D’Angelo, Gianni; Farsimadan, Eslam; Ficco, Massimo; Palmieri, Francesco; Robustelli, Antonio

doi:10.1016/j.future.2023.05.021

The continuous emergence of new and sophisticated malware specifically targeting Android-based Internet of Things devices is causing significant security hazards and is consequently fostering the need for effective detection models and strategies able to work with these hardware-constrained devices. In addition, since such models are often trained on confidential application data, many involved subjects are reluctant to share their data for this purpose. Accordingly, several Federated Learning-based solutions are emerging, which rely on the capabilities of Machine Learning models in malware detection/classification without sharing user data. However, Federated Learning methods are often adversely affected by non-independent and identically distributed data in terms of both the required training time and classification results. Therefore, a promising solution could be to overcome the Federated Learning-related issues by preserving the privacy of end-user data.
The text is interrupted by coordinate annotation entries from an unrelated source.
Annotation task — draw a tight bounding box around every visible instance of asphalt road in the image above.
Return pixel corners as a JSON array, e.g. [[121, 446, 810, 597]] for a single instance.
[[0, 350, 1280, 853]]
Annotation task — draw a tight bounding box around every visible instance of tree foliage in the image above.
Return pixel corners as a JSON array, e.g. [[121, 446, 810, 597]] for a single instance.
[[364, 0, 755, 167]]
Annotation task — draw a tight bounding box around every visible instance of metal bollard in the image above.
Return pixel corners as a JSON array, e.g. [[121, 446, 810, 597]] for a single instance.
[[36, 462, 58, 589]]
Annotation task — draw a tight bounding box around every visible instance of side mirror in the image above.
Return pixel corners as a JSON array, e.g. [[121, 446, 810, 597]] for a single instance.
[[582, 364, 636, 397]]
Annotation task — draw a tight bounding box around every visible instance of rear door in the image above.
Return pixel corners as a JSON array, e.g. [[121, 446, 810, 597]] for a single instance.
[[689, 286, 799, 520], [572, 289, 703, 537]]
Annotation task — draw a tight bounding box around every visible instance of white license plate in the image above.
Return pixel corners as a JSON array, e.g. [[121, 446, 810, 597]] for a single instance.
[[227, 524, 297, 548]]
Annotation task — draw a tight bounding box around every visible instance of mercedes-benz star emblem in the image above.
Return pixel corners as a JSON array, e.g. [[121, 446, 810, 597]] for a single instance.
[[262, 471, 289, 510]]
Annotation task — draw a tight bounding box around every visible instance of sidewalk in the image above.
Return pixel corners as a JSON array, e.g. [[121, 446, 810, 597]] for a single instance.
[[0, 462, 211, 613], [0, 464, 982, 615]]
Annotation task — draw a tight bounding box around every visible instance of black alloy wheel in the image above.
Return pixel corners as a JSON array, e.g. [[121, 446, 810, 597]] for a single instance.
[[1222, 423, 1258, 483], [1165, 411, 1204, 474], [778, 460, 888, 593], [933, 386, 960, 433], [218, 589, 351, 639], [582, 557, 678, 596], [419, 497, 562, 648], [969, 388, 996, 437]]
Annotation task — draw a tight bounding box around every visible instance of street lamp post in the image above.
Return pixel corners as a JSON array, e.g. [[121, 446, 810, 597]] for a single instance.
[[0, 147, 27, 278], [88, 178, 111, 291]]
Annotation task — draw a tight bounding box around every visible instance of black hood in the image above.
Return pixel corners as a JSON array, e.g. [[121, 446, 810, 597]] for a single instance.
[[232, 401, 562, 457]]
In this direction, the capabilities of Markov chains and associative rules are extended within a federated environment to face malware classification tasks in the IoT scenario. The presented approach, evaluated on several malware families, has achieved an average accuracy of 99% in the presence of centralized and decentralized unbalanced training/testing data by overcoming the most common state-of-the-art approaches. Also, its runtime performance is comparable with centralized ones by considering several non independent and identically distributed dataset partitions, splitting criteria, and clients, respectively.